In April 1872, Steva Milićević succeeded Ljočić as the editor-in-chief; Radnik said that its editorial policy would not change. They continued to publish articles about the First International, a political federation of groups dedicated to working class issues. In the same month, Mijatović ended up publishing an article in which he referred to Jesus as a "socialist, communist, and revolutionary". Now under pressure from the authorities, Milićević had to apologise for this comment in Radenik's 137th and last issue, published on 17 May 1872. In the same month, the authorities officially banned Radnik, citing the publication's "treason" and "blasphemy". Mijatović joined Marković in exile. In 1873, Marković returned to Serbia and launched the socialist Javnost newspaper.

== Political stances ==
Radenik was a socialist, Marxist, and anti-establishment newspaper. At home, in communication it portrayed itself as reformist, while abroad it was revolutionary. Over time, it became more militantly socialist. Ljočić and several Radenik associates were members of the First International. Radenik published content about the First International and translated content from German socialist newspapers, particularly Der Volksstaat. Marković wrote articles about his personal support for the Paris Commune: The Death of the Paris Commune, The Commune and the International, and The White Terror, in mid-1871. In late June 1871, Marković received a copy of Marx's The Civil War in France, which he translated and published in Radenik. He also published Karl Marx's articles from the London-based The Daily News. Marx's works, such as Das Kapital and The Communist Manifesto were frequently cited. The newspaper published translations of two chapters of Das Kapital.
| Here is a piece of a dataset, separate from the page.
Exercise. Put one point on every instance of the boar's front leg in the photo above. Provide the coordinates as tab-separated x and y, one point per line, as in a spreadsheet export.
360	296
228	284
Marković presented Radenik as a newspaper that would fight "charlatans and terrorists", while also portraying Christianity as communist. Radenik supported equal rights for women and has lobbied for introducing a such law to the National Assembly of Serbia. It also opposed the construction of railways in Serbia, arguing that they were unnecessary in a country with agriculture. They supported the position of Ljubomir Kaljević, who argued that the construction of railways would benefit Serbia's enemies. Radenik was also opposed to Greater Serbia, a nationalist concept that sought the creation of an irredentist Serb state.

Radenik did not believe that Serbia had social divisions like in capitalist systems, arguing that "we have no wealth at all" (kod nas nema ni bogatstva uopšte). They supported improving education amongst workers, as well as creating capital that would be owned by cooperatives. They also supported compulsory free education, government transparency, and were opposed to the Ottoman Empire and Austria-Hungary. Radenik also supported the unification of South Slavs.

== Reception ==
The demand for Radenik was immediate. Just one week after its formation, the newspaper's publisher was not able to produce more copies of the first issue. The newspaper had the support of some army officers, while Pašić also added that the newspaper had the support of opposition liberals. Liberal newspapers such as the Pančevo-based Pančevac, Vršac-based Istok, and the youth-oriented newspaper Mlada Srbadija positively welcomed the Radenik newspaper. Although Radenik saw success, it was also criticised by the liberal government and reactionary newspapers, particularly the pro-government newspaper Ruža. The National Assembly of Serbia often condemned Marković and Radenik. At one point, in October 1871, several members of parliament (MPs) accused Radenik of being communistic and promoting "atheistic and immoral" views.

Skerlić noted that Radenik had over 1,500 subscribers at some point. The historian Woodford McClellan noted that this number came from a "socialist source". He wrote that this figure was impressive, considering that an average publisher printed about 600 to 800 copies of every issue. Besides Belgrade, Radenik was also read in other Serbian cities such as Smederevo, Šabac, Požarevac, Kragujevac, Negotin, and Užice.